El asesino que avanza en la Cámara de los Misterios parece desplazarse rozando el suelo. Lleva un sayal y una capucha de monje que oculta completamente su rostro.
Valentina se refugia detrás de un pilar y desenfunda su Beretta. Inserta una bala en la culata y hace saltar el seguro. A continuación aguza el oído. El monje no hace ningún ruido al caminar.
Cuando considera que el asesino se encuentra a menos de cincuenta metros de ella, sale de detrás del pilar y apunta a la forma que avanza a la luz azulada de sus gafas.
—¡Alto! ¡Policía!
La reacción del monje ante esta intimidación es prácticamente nula. Valentina siente que el estómago se le contrae. O ese tipo está sordo o es un tarado declarado. Levanta el martillo del arma.
—Se lo advierto, ¡deténgase inmediatamente o disparo!
Ve brillar en la oscuridad el destello de una hoja mientras el monje abre los brazos. Una potente oleada de cólera mezclada con terror la invade.
—Escúchame atentamente, cabrón de mierda, o sueltas el arma ahora mismo o te mato como a un perro.
El monje levanta la cabeza. Valentina ve brillar sus ojos en la oscuridad de la capucha. Siente que su vejiga se contrae. El asesino sonríe.
La inspectora dispara cuatro balas seguidas que alcanzan al monje en el hombro. El primer impacto lo detiene en seco. Los otros le hacen retroceder unos pasos. Valentina oye rebotar los casquillos en el suelo. Cuando lograr ver a través del humo que escapa de la culata, se da cuenta de que el monje sigue avanzando. Se esfuerza en calmar los latidos desbocados de su corazón y apunta con el arma al tórax del hombre. Luego, con un pie hacia atrás, como en los entrenamientos, dispara nueve balas blindadas que destrozan el pecho del monje y proyectan largos chorros de sangre tras producirse los impactos. El hombre cae de rodillas. Nueve casquillos humeantes quedan depositados sobre el polvo. Cuando Valentina vuelve a abrir los ojos, el olor de la pólvora le quema las fosas nasales. Se estremece al ver que el monje se levanta lentamente. Titubea un instante y luego echa a andar apretándose las heridas con una mano.
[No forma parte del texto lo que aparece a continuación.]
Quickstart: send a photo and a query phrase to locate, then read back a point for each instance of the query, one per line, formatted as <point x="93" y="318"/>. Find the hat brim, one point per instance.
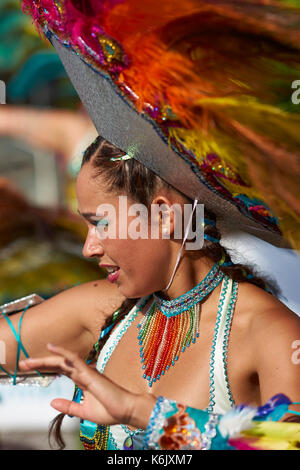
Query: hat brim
<point x="116" y="119"/>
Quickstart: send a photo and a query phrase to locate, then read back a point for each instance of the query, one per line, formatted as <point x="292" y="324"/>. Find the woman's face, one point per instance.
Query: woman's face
<point x="144" y="264"/>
«Dios mío, es imposible…».
El pulgar de la joven libera el cargador vacío, que rebota en el suelo. El monje está a diez metros escasos. La inspectora introduce otro cargador y lo vacía gritando con todas sus fuerzas:
—¡Mierda! ¿Es que no vas a palmarla nunca, pedazo de bestia?
La capucha parece caer bajo la ráfaga de proyectiles que hacen estallar el rostro del monje. Este titubea y suelta el puñal, después de lo cual cae de rodillas y se desploma.
Valentina expulsa el segundo cargador, vacío, introduce el último que le queda y, con un chasquido, inserta una bala en la recámara. Sin aliento, avanza lentamente hacia el asesino. Apuntando a la capucha empapada de sangre, dispara cuatro tiros más que retumban en el silencio. Cuando está segura de que el monje no volverá a levantarse, rompe a llorar.